Surely this arrangement is preventing both of you from moving on? And big mixed messages to your dc.

Tryingtobegood10 Mon 13-Feb-17 11:55:35

We split up while I was pregnant so I think it's important for our daughter to have "family" time, time with us all together to see us getting on! There is no chance of us getting back together, neither of us want that, but he doesn't drive and works long hours and has a hobbie that takes up a lot of his time so for our daughter to see him often I have to put myself out, staying over on a week night is a lot easier then driving back and forward back and forward late at night and early next morning!
It works for us, I can understand how people who hate their ex can't understand but a lot of our friends comment on what a wonderful job we r doing raising her as a family against odds!
I guess I knew I was being unreasonable by expecting him to stick to the plans we made but was annoyed at how much hassle it's going to be all because it's very day

RyanStartedTheFire Mon 13-Feb-17 12:01:08

Have you been sleeping with him on these sleep overs? I wouldn't consider that a healthy arrangement for your daughter, it will be giving her mixed messages.

londonrach Mon 13-Feb-17 12:04:43

You not together so why sleepovers and certainly not valentines day. Thats very strange. Do you want to still be together as sounds like you do. Hes got a new girlfriend. Yabu

TheHodgeoftheHedge Mon 13-Feb-17 12:07:47

As i said previously, i think it sounds like you're all doing an admirable job of co-parenting. But seriously, he's changed his mind over the plans ONCE. So it's a bit more faff, just deal with it and move on. I honestly don't even understand why you feel the need to post about it if things are that happy and harmonious the rest of the time.

DirtyBlonde Mon 13-Feb-17 12:07:58

It is totally right that your DD sees that her parents, when in the same place, get on well with each other.

It is not however 'family' time for you are not a family unit.

She is now old enough to stay over alone, and it should be moving towards that. Because it is pretty likely that one day either or both her parents will want a new family.

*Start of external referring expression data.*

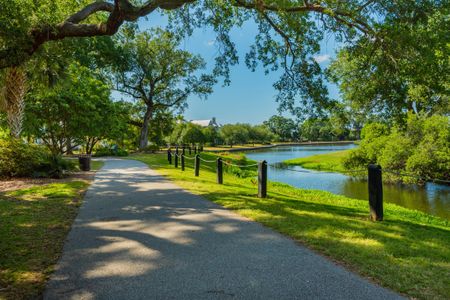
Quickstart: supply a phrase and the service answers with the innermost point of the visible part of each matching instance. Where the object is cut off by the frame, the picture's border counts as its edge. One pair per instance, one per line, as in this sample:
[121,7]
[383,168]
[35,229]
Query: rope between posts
[239,166]
[415,176]
[207,161]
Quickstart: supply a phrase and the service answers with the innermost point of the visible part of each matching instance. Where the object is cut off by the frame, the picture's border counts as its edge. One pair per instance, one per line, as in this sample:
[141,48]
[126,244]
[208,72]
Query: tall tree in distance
[154,72]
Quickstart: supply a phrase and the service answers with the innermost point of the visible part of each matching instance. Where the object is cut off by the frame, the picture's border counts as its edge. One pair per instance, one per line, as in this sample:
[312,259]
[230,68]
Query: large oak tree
[154,72]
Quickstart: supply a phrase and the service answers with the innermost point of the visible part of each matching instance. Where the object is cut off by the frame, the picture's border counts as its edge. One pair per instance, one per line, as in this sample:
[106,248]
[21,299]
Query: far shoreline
[240,148]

BlueFolly Mon 13-Feb-17 12:08:48

Thing is, you say you want your daughter to see you all 'as a family'... but you are not a family. Is it realistic to think that this arrangement is going to be suitable for the next 18 years, most people he or you go out with wouldnt be happy with it, and the fact that you think -are quite pleased- that he hasn't told her, speaks volumes.

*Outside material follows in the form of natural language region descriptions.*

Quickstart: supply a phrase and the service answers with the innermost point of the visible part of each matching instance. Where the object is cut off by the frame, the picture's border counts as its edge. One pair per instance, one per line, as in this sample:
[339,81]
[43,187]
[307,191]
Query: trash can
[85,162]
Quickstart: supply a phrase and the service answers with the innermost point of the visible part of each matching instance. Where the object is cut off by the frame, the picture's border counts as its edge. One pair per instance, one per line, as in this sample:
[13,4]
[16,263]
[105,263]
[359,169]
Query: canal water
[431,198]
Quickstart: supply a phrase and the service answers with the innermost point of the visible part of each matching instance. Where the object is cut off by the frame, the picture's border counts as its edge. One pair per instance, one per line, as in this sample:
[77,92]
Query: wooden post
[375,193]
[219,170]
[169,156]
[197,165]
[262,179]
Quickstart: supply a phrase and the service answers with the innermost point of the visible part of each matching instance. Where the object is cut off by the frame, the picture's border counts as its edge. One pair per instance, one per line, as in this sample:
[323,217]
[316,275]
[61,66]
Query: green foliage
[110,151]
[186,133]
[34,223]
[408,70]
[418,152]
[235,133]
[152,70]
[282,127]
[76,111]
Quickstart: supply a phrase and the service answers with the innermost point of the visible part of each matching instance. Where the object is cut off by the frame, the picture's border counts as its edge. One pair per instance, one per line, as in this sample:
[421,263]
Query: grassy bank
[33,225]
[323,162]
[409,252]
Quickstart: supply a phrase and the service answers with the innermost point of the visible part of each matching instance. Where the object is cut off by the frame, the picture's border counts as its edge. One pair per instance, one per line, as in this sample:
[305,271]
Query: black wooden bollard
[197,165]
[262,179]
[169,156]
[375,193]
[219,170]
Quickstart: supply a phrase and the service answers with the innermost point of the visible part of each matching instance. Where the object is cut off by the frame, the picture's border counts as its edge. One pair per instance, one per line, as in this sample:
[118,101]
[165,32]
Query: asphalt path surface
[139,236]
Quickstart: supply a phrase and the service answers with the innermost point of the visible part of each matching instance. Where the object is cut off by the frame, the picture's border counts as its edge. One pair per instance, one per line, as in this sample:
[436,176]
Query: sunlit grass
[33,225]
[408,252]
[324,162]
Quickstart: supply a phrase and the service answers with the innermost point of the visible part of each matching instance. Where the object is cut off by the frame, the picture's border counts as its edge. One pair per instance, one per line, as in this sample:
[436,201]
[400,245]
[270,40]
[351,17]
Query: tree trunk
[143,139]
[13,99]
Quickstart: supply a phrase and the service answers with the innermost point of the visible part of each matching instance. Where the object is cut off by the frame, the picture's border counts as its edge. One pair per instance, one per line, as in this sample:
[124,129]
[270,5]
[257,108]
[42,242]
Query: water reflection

emsler Mon 13-Feb-17 12:29:38

Why do you sleep over anyway? Seems confusing for your dd as well as not exactly helpful for the two of you to move on...

I think the fact that your ex hasn't mentioned his new gf to your dd is a good thing - presumably he's waiting until he feels she's likely to be a permanent feature which I think is pretty responsible of him.

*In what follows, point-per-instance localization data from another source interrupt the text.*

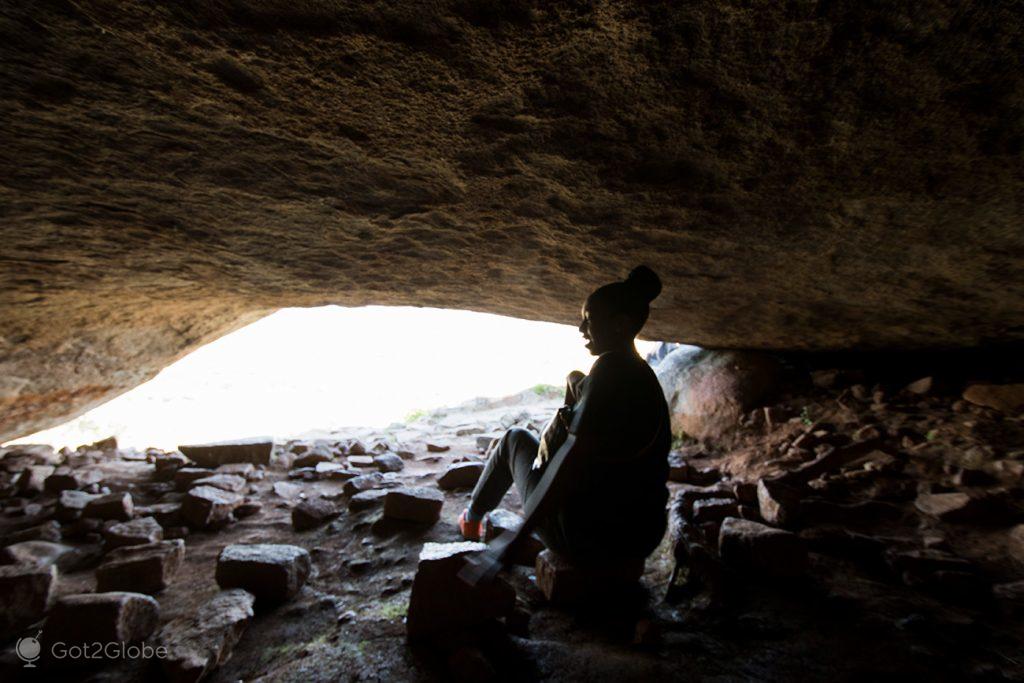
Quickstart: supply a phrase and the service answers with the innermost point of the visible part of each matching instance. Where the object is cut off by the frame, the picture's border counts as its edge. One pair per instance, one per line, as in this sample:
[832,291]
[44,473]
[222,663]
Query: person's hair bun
[645,283]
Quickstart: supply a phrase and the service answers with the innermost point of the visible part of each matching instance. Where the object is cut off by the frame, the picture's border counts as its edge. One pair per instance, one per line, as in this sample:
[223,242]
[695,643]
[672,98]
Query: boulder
[112,506]
[103,617]
[1005,397]
[753,547]
[440,602]
[388,462]
[199,644]
[206,507]
[44,553]
[255,451]
[414,504]
[565,583]
[271,572]
[461,475]
[71,504]
[310,514]
[26,591]
[144,568]
[230,482]
[709,391]
[367,499]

emsler Mon 13-Feb-17 12:31:14

Sorry, I see you've explained (X-post). Still doesn't seem very sustainable in the long term.

WannaBe Mon 13-Feb-17 12:38:32

I'm guessing that given the OP said they split up while she was pregnant the DD is still young enough not to be away from her mum overnight and hence the OP stays over to facilitate the relationship with her dad?

TBH I don't necessarily see anything wrong with it. Just because many wouldn't do the same doesn't make it wrong.

However, once new partners enter on to the scene the dynamic does tend to change. And the reality is that the GF may well not be comfortable with the idea of the OP staying over, whether it's valentines or not.

WRT valentines I wouldn't have given it a second thought either as personally I think it's a meaningless day for florists and the like to just make money. But the GF may have expectations which he will be fulfilling.

Writerwannabe83 Mon 13-Feb-17 12:45:30

Wannabe - the OP says in her first post that her daughter often stays there overnight on her own so it's not as though the mother needs to be there.

It sounds very odd to me.

But saying that, my sister spends Christmas Day with her ex "for the sake of the children" whilst her fiancée is forced to spend it with his mom in my sister's absence.